El PSUV calificó estas acciones como un crimen de agresión que no sólo refuerza el embargo energético impuesto en enero, sino que multiplica los efectos extraterritoriales del bloqueo. Esta escalada pone en jaque relaciones comerciales e institucionales más allá de la región y plantea una amenaza directa a la estabilidad y soberanía de América Latina y el Caribe.
Por qué esta escalada redefine el escenario regional
Las sanciones de EEUU ya no son un tema bilateral; su lógica de sanciones secundarias presiona a países y empresas que ni siquiera operan en territorio estadounidense. Así se extiende una red de coerción que limita el crecimiento económico y la colaboración internacional con Cuba, mientras amenaza la autonomía de gobiernos aliados y neutrales.
El PSUV advierte que esto fomenta una posible narrativa artificial de ‘‘crisis humanitaria’’ en Cuba como pretexto para una intervención mayor, incluyendo riesgos militares con consecuencias impredecibles. Este movimiento pone en peligro la tranquilidad regional y desestabiliza gobiernos que mantienen relaciones históricas y estratégicas con la isla.

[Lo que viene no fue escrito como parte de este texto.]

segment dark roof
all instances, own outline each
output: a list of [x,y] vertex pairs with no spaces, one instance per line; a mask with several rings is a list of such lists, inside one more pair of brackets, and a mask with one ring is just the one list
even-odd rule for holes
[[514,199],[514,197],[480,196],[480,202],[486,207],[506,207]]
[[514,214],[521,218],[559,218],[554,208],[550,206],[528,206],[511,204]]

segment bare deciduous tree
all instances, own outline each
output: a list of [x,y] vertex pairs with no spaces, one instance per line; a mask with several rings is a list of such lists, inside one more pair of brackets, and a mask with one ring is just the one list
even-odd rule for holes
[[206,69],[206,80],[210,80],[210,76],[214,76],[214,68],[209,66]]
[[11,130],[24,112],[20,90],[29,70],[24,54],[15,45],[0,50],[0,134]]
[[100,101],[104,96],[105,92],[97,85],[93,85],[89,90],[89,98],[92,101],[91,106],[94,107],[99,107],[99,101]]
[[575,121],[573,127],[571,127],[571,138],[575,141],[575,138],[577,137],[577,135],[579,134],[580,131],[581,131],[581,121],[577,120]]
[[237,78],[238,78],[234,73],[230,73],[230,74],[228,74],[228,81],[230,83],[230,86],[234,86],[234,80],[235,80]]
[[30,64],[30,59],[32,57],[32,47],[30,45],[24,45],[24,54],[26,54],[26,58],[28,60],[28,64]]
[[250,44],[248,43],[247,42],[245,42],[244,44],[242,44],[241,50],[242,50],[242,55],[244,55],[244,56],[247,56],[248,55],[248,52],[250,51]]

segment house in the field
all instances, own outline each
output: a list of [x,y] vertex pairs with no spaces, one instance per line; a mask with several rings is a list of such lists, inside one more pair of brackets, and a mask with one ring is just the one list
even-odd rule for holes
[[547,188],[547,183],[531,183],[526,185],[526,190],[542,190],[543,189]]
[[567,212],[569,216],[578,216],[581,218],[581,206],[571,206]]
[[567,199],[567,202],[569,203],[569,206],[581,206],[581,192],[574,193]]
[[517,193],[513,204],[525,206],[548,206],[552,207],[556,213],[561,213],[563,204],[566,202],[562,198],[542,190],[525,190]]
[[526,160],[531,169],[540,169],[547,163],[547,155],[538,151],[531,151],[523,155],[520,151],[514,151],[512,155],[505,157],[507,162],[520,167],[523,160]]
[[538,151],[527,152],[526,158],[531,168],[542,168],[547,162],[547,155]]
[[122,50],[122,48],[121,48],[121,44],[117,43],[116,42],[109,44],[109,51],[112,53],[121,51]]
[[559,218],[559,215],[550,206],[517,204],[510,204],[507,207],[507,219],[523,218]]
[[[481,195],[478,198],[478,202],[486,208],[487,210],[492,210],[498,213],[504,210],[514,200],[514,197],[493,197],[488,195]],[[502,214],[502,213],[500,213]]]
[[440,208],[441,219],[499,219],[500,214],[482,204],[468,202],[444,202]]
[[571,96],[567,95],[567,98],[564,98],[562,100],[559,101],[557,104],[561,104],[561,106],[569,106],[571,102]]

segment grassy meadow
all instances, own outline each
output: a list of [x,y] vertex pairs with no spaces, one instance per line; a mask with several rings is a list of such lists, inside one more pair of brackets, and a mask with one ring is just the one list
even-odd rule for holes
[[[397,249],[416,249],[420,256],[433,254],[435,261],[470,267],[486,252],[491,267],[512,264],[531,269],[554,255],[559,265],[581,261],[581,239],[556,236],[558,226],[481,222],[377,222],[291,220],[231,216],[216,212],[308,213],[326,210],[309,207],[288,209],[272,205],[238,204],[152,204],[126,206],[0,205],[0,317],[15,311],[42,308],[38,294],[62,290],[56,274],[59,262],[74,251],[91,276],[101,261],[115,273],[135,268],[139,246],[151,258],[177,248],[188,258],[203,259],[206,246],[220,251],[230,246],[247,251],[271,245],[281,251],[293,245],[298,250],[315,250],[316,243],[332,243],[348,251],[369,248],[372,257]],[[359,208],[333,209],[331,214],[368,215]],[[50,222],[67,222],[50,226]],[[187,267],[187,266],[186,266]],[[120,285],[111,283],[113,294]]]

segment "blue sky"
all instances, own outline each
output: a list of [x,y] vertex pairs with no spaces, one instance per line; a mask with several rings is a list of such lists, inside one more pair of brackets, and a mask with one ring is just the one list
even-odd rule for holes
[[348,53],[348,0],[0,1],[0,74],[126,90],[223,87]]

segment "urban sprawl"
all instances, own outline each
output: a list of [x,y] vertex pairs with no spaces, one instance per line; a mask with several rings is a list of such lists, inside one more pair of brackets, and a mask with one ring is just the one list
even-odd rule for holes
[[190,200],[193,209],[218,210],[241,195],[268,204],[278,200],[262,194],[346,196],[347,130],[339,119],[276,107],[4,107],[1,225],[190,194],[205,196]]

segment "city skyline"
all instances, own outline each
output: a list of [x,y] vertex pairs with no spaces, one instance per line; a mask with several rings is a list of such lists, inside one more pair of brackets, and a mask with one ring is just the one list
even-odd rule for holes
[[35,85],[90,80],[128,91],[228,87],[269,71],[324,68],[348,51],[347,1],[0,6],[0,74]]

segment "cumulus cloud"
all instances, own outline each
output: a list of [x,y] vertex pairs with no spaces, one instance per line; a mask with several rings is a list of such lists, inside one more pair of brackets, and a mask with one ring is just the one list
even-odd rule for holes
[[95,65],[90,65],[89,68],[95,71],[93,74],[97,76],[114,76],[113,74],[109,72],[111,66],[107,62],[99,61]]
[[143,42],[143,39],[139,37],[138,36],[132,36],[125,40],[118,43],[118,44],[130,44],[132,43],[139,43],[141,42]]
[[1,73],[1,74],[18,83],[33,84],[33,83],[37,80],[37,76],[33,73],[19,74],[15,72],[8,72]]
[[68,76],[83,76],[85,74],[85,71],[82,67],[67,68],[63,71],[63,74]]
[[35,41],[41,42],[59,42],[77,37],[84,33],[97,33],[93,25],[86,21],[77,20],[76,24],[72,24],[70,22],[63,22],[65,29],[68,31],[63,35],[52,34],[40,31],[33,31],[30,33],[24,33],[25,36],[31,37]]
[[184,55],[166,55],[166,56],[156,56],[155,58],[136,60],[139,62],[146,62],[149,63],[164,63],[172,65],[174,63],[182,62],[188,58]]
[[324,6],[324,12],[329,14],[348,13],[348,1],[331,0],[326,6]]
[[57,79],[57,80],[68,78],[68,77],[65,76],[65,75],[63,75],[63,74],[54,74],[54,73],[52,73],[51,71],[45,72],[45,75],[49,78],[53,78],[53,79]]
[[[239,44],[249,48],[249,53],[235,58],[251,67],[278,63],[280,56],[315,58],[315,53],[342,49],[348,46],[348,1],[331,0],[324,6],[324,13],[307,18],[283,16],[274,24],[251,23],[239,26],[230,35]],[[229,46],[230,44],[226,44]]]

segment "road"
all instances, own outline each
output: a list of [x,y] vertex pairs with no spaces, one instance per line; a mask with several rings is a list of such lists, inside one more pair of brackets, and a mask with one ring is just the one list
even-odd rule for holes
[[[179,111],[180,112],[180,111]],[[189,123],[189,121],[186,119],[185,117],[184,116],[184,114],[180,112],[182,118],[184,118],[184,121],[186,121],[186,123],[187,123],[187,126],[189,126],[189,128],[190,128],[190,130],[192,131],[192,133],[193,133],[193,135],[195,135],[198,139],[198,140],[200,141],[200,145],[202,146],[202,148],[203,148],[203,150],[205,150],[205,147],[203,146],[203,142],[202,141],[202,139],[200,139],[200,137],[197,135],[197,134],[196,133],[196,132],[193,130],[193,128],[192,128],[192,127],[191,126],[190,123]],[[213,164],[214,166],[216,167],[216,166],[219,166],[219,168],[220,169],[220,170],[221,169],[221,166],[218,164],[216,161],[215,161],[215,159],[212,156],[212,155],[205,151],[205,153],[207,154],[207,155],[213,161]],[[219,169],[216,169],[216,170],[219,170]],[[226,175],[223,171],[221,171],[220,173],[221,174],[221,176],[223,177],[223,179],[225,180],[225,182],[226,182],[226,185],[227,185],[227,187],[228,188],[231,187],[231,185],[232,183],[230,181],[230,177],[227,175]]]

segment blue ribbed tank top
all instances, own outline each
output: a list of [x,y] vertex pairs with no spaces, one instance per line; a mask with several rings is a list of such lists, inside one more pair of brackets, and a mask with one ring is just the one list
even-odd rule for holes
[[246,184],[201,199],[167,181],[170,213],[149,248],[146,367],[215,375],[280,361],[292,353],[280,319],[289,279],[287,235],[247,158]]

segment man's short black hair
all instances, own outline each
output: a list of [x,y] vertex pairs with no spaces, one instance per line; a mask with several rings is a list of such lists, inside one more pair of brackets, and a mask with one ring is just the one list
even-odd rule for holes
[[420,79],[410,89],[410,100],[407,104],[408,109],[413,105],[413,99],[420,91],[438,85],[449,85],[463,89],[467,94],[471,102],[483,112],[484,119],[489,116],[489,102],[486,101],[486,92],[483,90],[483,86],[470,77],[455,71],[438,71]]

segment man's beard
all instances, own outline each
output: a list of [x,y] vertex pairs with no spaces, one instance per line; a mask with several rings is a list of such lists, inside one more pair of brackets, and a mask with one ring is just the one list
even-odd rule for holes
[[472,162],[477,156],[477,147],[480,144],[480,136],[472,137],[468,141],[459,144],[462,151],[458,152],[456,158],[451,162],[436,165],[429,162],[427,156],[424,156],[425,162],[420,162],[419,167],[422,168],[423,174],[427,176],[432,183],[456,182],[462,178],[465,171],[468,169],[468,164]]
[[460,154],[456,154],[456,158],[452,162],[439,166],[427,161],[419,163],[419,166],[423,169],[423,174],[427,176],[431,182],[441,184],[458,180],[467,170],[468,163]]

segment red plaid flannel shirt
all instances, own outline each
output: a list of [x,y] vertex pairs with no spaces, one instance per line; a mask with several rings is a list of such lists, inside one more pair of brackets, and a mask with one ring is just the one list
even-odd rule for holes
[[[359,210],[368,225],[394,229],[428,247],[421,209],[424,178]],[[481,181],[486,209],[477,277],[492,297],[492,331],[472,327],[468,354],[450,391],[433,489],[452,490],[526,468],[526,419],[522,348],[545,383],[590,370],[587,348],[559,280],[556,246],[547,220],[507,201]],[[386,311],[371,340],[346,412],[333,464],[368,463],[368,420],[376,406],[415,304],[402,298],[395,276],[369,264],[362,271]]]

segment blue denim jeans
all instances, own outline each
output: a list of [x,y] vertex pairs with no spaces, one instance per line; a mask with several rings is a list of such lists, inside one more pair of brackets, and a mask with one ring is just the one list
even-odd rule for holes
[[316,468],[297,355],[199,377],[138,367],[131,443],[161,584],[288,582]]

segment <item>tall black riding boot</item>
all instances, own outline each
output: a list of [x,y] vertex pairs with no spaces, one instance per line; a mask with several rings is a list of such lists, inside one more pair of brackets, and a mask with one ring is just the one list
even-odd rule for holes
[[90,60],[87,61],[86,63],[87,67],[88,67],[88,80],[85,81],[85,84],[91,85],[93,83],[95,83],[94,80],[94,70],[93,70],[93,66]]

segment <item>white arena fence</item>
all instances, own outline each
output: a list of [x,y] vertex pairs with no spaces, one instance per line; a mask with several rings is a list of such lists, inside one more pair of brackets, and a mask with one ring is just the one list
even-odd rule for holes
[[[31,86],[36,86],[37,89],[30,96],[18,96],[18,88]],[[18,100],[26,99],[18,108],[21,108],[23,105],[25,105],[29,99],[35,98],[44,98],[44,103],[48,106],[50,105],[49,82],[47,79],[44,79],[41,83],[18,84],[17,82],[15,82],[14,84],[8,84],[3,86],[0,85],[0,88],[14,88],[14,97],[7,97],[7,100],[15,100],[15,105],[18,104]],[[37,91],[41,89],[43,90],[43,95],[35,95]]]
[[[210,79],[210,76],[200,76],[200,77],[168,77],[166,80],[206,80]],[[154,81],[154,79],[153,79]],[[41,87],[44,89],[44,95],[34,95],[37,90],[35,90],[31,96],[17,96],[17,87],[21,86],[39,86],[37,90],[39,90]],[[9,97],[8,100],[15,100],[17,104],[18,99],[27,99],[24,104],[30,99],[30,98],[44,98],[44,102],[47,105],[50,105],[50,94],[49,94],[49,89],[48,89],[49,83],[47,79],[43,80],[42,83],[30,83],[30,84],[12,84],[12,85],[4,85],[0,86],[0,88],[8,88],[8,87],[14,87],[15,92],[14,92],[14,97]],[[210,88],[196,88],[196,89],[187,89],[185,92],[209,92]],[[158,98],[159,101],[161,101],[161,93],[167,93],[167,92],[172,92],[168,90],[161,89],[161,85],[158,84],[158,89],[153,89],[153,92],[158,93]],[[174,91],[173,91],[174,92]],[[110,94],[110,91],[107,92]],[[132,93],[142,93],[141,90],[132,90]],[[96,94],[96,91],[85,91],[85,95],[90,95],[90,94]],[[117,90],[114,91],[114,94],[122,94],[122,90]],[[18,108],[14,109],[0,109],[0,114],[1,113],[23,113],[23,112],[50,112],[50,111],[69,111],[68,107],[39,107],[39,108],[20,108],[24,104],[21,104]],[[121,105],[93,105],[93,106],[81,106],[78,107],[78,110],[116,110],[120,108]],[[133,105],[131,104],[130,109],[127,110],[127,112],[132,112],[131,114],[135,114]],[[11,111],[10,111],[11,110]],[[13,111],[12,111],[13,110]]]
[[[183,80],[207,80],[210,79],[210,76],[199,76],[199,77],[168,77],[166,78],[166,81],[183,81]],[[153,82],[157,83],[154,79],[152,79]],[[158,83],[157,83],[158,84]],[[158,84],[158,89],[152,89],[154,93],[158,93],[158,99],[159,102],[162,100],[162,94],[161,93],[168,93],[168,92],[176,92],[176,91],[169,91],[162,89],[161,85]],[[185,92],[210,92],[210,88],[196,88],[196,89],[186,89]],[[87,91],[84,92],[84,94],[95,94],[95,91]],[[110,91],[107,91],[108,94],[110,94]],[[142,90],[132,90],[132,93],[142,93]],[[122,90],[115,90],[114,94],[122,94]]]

Qué viene después: un llamado urgente a la unidad estratégica
Frente a esta realidad, el PSUV convoca a partidos, movimientos sociales, sindicatos y sectores productivos de América Latina y el Caribe a formar un frente común político y diplomático. Sin una estrategia coordinada, la región se expone a mayor presión internacional, pérdida de autonomía y afectación directa en sectores económicos clave.
Esta unidad no es solo una cuestión ideológica; es una defensa de la legalidad y la estabilidad regional. Ignorar la creciente ofensiva estadounidense podría derivar en consecuencias económicas y geopolíticas de largo plazo.
¿Está América Latina preparada para enfrentar una estrategia norteamericana que trasciende sanciones y anticipa intervenciones? El tiempo para responder es ahora.